Of course free accounts actually lose the provider money but they are essential in gaining new customers – and the four companies above have more than enough cash reserves to bear the higher costs. Expect to see Dropbox raise its free limit to compete – leading to higher costs and reduced revenue (as fewer people max out the higher limit).
Paid Storage Model – Dropbox offers 100GB of storage for $20.  Google Drive and SkyDrive both cost less than $5 (a quarter of the price) for the same storage whilst iCloud and Amazon Cloud Drive both cost $8.33
This huge difference is similar for 50GB capacity where Dropbox charges $10 for 50GB. MS SkyDrive costs just $2.08 (almost a fifth of the price) and Amazon Cloud Drive costs $4.16 (Google Drive $2.49 for 25GB). Dropbox prices are therefore a multiple of 2 to 5 times more expensive than newer competitors which is unlikely to be sustainable – especially when those competitors have far greater financial and marketing muscle.
Expect to see Dropbox seriously reduce prices to compete in the near future – with corresponding reductions in revenue and profit.
Co-founder Drew Houston may have made a whopping mistake when refusing Apple’s proposed takeover three years ago.
If he currently owns an estimated 15% of the company  at last year’s $4bn valuation he is, in theory, worth $600m on paper. However, that assumes that revenue and profit will not plummet because of falling prices before any future sale occurs…
Three years ago (before the $250m funding) he was likely to have owned up to 40% so, if the reported offer from Apple is correct, that could have netted him around $300m, in the bank. Is last year’s $4bn valuation still realistic in today’s ever more crowded Cloud storage market?
If prices were halved to compete, the valuation could drop to $2bn – and his paper worth to $300m, the same as 3 years ago. If prices have to be quartered, his worth could drop to $150m – still a very tidy sum but just half of what was on offer 3 years ago.
The company is in a strange situation – it’s a major player in the Cloud market yet, as a company, it’s a relative minnow compared to its newer rivals.
No-one wants to see a repeat of the 1999 dot com bubble but the early warning signs are there. Facebook’s recent $1bn purchase of Instagram was an eye-opener but could perhaps be viewed as an exception – a cash-rich company taking a juicy prey out of the reach of its own competitors.
However, the $4bn valuation (some argue $5-10bn ) of Dropbox may be a clearer example of a digital economy bubble – last year’s investors may want to order a few new shirts…
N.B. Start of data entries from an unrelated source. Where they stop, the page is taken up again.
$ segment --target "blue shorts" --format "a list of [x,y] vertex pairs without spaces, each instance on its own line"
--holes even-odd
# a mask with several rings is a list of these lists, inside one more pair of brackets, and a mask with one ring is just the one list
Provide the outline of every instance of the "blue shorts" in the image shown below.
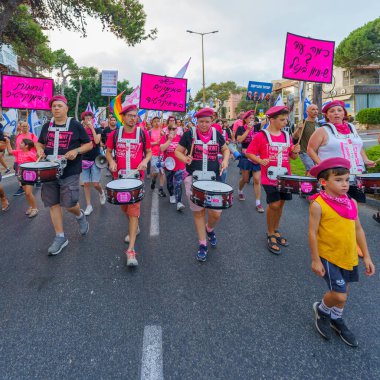
[[88,169],[82,169],[82,182],[83,183],[91,183],[91,182],[100,182],[100,176],[102,172],[96,164],[94,163]]
[[330,263],[322,257],[321,261],[326,270],[323,278],[326,280],[330,290],[337,293],[347,293],[347,283],[359,281],[358,266],[353,267],[352,270],[347,270]]
[[259,172],[261,170],[259,164],[255,164],[252,161],[248,160],[247,157],[241,156],[239,158],[238,168],[241,170],[249,170],[253,172]]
Whilst the quality of the apps available and the service itself are major factors in choosing Cloud services, so is the price, company brand and integration with other services.
Whilst Dropbox (and SugarSync etc) offer a standalone service, newer competitors see Cloud storage more as a means than as an end – they have a close integration of storage services with their other products: Microsoft with Office Web Apps, Apple with iTunes and all iOS products, Amazon with its Kindle, books and music stores, Google with Google Apps.
Perhaps Steve Jobs was right that Cloud storage is in fact just a feature (which may not be profitable in itself) of other products and services – not a product in its own right… 
What do you think? Will Dropbox triumph against the odds or do a Myspace? Is there room in the Cloud storage market for all the current players to thrive? Let us know in the comments.